For example, the user says that "I want to buy subway tickets from the river to the Suzhou street", the microphone array can strengthen the voice of the speaking direction of the user mouth and restrain the speaking direction of the non-user mouth, so that the voice data of "I want to buy subway tickets from the river to the Suzhou street" received by the device is clearer, the noise is smaller, and the accuracy of voice data identification can be improved.

Scenario 2:

the method comprises the steps of detecting that a person faces a ticket vending machine, determining the time length of the person facing the ticket vending machine, and determining that a user has ticket buying intention under the condition that the time length reaches a preset time length.

The user may be triggered to establish voice interaction with the user, for example, the user may be guided by voice or video, such as buying a ticket, or may be actively asking "you good, please ask you where to buy a subway ticket". After that, the microphone array can be controlled to strengthen the voice of the speaking direction of the user mouth and inhibit the speaking direction of the non-user mouth, so that the reply voice of the user received by the equipment is clearer, the noise is smaller, and the accuracy of voice data recognition can be improved.

Taking a conversation under different inquiry scenes as an example when purchasing subway tickets, the following description is made:

session one (fast ticket purchasing process):

before the user walks to the ticket vending machine at the offshore railway station, the camera of the ticket vending machine captures that someone faces the equipment, the stay time exceeds the preset time, the intention of the user to purchase tickets by using the equipment can be determined, at the moment, the ticket vending machine can actively trigger a ticket purchasing process to inquire the user, so that the user is not required to wake up, and the learning process of the user on the equipment is avoided.
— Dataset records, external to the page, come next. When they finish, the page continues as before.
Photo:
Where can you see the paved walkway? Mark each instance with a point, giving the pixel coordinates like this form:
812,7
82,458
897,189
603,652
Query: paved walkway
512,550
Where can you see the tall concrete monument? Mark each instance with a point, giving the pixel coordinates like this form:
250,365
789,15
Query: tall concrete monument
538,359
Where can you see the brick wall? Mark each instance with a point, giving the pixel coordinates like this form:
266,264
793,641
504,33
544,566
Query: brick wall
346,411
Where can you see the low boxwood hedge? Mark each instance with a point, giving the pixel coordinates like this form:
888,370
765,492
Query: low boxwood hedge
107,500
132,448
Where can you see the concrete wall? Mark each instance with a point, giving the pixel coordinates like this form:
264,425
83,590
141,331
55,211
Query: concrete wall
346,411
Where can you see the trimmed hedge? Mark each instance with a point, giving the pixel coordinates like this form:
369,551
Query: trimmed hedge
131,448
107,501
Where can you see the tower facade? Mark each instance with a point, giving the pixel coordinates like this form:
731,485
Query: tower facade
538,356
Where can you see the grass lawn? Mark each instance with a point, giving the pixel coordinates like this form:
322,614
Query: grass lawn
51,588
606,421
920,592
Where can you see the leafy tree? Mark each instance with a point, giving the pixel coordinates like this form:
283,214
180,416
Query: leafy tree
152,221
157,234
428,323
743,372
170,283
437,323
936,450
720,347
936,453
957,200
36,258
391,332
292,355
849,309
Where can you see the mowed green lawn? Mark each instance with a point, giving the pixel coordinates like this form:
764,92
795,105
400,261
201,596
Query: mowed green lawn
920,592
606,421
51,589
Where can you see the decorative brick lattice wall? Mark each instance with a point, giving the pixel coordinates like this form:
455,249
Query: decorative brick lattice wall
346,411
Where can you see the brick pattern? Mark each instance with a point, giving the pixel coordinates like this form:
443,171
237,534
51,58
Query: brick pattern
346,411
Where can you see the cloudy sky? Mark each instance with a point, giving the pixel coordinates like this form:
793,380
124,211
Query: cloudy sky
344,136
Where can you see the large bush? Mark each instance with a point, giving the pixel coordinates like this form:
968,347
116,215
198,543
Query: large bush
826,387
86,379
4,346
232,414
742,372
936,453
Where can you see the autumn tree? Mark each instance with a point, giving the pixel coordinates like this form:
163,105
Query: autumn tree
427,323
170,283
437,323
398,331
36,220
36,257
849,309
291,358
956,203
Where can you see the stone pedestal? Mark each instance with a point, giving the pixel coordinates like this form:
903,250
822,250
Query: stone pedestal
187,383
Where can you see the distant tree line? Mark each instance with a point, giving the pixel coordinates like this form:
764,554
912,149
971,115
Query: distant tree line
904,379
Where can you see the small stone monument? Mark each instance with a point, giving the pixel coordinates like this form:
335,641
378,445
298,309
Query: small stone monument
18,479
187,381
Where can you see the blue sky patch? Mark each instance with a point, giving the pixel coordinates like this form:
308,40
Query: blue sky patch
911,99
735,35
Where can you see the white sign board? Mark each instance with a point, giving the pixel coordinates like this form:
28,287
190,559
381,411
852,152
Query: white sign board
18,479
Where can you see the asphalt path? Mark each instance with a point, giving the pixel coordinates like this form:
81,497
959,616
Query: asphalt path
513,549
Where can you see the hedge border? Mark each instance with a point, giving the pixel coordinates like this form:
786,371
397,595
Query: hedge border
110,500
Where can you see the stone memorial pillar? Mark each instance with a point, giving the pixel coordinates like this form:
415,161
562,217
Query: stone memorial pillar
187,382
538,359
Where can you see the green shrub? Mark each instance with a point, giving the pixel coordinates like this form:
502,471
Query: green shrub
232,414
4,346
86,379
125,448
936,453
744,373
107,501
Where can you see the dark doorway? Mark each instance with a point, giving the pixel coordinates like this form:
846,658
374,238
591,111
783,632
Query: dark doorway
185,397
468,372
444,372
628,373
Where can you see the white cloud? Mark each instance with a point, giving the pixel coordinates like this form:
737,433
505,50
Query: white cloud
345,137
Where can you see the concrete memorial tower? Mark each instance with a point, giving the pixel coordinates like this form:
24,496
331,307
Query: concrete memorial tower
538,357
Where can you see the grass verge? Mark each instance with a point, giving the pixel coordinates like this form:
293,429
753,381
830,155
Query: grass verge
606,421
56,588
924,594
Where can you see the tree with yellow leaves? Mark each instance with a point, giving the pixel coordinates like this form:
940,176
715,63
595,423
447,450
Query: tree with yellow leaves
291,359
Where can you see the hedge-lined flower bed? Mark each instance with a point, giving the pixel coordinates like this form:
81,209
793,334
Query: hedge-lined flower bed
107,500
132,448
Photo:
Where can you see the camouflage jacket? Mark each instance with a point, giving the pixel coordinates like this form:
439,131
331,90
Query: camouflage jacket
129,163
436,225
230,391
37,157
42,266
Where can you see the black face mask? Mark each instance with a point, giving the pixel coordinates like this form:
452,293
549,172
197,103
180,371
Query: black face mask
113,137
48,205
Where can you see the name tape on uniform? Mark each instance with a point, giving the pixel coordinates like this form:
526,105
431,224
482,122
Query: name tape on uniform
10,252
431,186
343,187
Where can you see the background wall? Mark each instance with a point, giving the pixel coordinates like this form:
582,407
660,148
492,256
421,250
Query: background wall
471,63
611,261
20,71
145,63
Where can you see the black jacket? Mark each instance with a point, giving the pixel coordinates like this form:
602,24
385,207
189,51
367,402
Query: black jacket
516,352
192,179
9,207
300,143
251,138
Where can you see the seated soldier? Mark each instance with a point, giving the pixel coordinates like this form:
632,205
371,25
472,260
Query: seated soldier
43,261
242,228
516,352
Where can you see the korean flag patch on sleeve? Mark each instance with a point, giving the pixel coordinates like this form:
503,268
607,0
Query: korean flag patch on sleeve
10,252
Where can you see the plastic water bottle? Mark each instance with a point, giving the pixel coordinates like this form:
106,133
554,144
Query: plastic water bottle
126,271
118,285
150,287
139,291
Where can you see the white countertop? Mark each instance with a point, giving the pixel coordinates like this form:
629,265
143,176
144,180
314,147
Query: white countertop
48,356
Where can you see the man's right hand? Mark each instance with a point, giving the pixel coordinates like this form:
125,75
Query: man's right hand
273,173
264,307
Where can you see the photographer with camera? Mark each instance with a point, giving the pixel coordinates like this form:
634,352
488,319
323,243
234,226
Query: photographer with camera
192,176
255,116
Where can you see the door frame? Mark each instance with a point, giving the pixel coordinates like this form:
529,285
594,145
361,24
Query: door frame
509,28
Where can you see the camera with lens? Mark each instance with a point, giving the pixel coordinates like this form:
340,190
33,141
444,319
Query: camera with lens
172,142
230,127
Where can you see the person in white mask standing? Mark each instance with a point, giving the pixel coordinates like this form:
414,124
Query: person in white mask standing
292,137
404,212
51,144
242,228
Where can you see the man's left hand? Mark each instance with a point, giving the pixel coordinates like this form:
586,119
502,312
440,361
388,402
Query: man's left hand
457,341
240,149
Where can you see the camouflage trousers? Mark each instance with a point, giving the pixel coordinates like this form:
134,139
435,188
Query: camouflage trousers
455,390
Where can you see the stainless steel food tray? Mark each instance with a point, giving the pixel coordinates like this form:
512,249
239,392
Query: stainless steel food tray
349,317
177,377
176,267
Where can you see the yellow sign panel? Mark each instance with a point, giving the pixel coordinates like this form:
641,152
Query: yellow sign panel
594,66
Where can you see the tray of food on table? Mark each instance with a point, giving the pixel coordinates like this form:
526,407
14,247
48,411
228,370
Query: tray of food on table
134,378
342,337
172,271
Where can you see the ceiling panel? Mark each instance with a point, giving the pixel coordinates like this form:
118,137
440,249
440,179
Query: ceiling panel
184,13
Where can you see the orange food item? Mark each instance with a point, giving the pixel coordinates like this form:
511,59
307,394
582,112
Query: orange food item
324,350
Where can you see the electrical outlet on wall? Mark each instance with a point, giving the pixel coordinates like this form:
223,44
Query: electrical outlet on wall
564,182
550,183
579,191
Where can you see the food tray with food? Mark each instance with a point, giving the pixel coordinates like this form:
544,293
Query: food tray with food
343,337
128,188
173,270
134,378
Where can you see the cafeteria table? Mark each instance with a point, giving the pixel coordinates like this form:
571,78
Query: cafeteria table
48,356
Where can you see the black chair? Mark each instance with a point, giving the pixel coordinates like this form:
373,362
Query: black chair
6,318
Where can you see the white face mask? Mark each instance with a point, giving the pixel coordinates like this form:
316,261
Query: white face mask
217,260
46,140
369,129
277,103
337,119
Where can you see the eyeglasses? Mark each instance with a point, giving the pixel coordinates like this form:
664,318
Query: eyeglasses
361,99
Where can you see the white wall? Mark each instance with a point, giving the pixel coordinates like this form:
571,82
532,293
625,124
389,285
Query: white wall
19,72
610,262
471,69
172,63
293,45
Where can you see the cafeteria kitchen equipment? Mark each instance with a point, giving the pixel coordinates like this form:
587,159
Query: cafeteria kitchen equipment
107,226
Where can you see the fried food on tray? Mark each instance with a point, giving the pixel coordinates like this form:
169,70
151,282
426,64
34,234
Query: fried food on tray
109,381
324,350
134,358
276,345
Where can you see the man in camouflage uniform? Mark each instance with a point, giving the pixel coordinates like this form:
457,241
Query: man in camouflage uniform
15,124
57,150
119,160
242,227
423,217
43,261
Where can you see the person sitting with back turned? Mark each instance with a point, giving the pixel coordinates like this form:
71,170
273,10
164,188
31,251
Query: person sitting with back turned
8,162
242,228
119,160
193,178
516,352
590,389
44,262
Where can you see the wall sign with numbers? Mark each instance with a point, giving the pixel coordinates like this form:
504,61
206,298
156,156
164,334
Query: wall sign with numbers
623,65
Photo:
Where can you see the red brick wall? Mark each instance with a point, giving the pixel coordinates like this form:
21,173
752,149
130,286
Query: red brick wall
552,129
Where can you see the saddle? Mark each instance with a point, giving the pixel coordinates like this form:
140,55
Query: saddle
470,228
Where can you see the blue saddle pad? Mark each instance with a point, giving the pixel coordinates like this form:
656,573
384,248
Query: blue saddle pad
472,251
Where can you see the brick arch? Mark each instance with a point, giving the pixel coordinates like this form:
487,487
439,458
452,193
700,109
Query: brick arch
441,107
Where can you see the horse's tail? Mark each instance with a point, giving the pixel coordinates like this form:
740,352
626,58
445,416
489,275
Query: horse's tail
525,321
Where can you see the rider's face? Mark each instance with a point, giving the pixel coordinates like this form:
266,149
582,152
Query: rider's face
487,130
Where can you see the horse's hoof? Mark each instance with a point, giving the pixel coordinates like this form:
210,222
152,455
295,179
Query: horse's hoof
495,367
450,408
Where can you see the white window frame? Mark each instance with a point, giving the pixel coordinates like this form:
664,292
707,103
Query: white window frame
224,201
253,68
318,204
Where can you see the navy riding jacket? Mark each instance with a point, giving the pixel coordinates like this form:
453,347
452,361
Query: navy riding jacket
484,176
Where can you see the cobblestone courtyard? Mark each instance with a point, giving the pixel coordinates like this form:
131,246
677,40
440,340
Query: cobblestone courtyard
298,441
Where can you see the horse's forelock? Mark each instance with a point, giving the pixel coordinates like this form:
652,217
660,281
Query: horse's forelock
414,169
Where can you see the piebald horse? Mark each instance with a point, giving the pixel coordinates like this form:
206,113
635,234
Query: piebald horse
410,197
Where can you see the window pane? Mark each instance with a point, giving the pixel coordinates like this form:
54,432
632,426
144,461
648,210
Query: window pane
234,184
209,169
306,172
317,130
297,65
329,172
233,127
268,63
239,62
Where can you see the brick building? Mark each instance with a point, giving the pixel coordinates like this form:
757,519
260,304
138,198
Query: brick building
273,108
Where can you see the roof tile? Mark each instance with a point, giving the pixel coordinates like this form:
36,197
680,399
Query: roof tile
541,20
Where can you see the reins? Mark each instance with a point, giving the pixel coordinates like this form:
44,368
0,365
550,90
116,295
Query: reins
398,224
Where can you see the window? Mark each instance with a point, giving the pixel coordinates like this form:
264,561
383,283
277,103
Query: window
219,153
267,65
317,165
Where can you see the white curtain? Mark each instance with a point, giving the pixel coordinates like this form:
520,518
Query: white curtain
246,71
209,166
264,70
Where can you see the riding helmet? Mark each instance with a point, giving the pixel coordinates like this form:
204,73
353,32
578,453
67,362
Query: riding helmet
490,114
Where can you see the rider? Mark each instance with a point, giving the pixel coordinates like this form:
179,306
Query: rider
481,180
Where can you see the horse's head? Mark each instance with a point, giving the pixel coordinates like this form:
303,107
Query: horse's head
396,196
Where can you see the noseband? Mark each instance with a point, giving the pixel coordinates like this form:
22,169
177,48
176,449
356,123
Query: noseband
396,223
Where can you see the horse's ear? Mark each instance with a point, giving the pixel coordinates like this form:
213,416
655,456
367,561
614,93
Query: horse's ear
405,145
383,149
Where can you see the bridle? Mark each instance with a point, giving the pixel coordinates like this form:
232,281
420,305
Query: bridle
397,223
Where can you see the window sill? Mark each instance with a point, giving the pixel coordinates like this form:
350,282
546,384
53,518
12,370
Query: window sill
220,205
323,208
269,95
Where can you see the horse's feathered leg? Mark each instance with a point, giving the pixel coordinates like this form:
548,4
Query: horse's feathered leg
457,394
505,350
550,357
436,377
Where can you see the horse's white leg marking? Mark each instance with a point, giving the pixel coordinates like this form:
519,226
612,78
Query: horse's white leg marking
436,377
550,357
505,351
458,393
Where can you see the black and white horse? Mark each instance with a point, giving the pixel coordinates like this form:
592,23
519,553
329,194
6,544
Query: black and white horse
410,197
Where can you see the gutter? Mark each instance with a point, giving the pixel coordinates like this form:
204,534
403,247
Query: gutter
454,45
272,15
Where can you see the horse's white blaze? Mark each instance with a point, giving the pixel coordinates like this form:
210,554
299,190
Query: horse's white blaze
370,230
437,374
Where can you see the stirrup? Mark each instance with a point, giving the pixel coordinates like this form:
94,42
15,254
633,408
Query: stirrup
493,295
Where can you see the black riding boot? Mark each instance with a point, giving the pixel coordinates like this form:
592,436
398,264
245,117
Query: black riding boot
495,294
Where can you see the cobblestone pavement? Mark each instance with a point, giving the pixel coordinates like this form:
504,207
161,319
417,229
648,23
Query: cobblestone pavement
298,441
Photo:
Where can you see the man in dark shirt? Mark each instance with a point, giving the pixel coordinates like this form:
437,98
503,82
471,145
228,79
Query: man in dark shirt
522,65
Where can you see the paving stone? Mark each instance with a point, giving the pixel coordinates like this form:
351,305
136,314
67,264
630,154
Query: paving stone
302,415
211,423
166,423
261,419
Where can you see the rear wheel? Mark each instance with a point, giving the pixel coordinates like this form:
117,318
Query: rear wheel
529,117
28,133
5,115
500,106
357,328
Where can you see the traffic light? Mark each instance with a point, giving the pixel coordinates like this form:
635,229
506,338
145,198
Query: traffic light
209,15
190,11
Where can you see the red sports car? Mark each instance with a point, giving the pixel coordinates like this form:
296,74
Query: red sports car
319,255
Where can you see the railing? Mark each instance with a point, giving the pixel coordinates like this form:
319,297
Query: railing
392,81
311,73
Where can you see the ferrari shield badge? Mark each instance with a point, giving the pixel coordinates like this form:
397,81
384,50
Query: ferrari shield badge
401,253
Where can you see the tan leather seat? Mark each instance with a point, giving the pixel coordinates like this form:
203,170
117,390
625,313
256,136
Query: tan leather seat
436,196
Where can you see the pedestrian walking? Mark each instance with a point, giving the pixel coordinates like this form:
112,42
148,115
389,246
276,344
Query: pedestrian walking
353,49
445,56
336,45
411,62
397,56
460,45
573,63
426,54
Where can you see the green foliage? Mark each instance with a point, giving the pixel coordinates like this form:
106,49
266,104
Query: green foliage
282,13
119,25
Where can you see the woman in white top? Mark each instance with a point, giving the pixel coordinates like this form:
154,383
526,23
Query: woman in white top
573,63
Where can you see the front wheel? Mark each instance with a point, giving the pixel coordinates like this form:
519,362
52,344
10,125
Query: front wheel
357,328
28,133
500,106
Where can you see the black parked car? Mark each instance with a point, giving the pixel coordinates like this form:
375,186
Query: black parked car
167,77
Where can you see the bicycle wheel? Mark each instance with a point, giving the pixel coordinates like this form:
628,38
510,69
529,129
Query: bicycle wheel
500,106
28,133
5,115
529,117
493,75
For example:

ticket vending machine: you get, ask me your destination and number; (this call and question-answer approach may be preset by dialog management).

The user: i want a ticket to the people square;

after the ticket vending machine obtains a ticket which is sent by a user and is about to be sent to a people square, the voice data can be identified, firstly, voice identification is carried out, the content carried by the voice is identified, and then semantic identification is carried out, and the intention and the carried information of the voice are identified. Further, the identified content may be sent to session management, which determines that the "destination" and "number of sheets" information has been carried therein, and thus, that the information required for buying the ticket has been satisfied. Based on this, it can be determined that the content of the next session is the amount that tells the user to pay.

Ticket vending machine can display, or voice broadcast: (ticket details) total 5 yuan, please sweep code payment.

The user replies APP through paying treasures etc. and sweeps the sign indicating number and pays the ticket money, under the condition that confirm that the ticket money has paid, ticket machine can carry out the flow of drawing a bill, draws a ticket to the subway ticket of people's square.

Session two (ticket purchasing process requiring inquiry of number of sheets):

before the user walks to the ticket vending machine at the offshore railway station, the camera of the ticket vending machine captures that someone faces the equipment, the stay time exceeds the preset time, the intention of the user to purchase tickets by using the equipment can be determined, at the moment, the ticket vending machine can actively trigger a ticket purchasing process to inquire the user, so that the user is not required to wake up, and the learning process of the user on the equipment is avoided. For example:

ticket vending machine: you get, ask me your destination and number;

the user: i want to go to people squares;

after acquiring 'I want to get to people square' sent by a user, the ticket vending machine can recognize the voice data, firstly, the voice recognition is carried out to recognize the content carried by the voice, and then the semantic recognition is carried out to recognize the intention and the carried information of the voice. Further, the identified content can be sent to dialogue management, and the dialogue management determines that the voice information only carries 'destination' information and lacks 'number' information, so that the dialogue management can be called to generate a next question to the user to inquire the required number of sheets.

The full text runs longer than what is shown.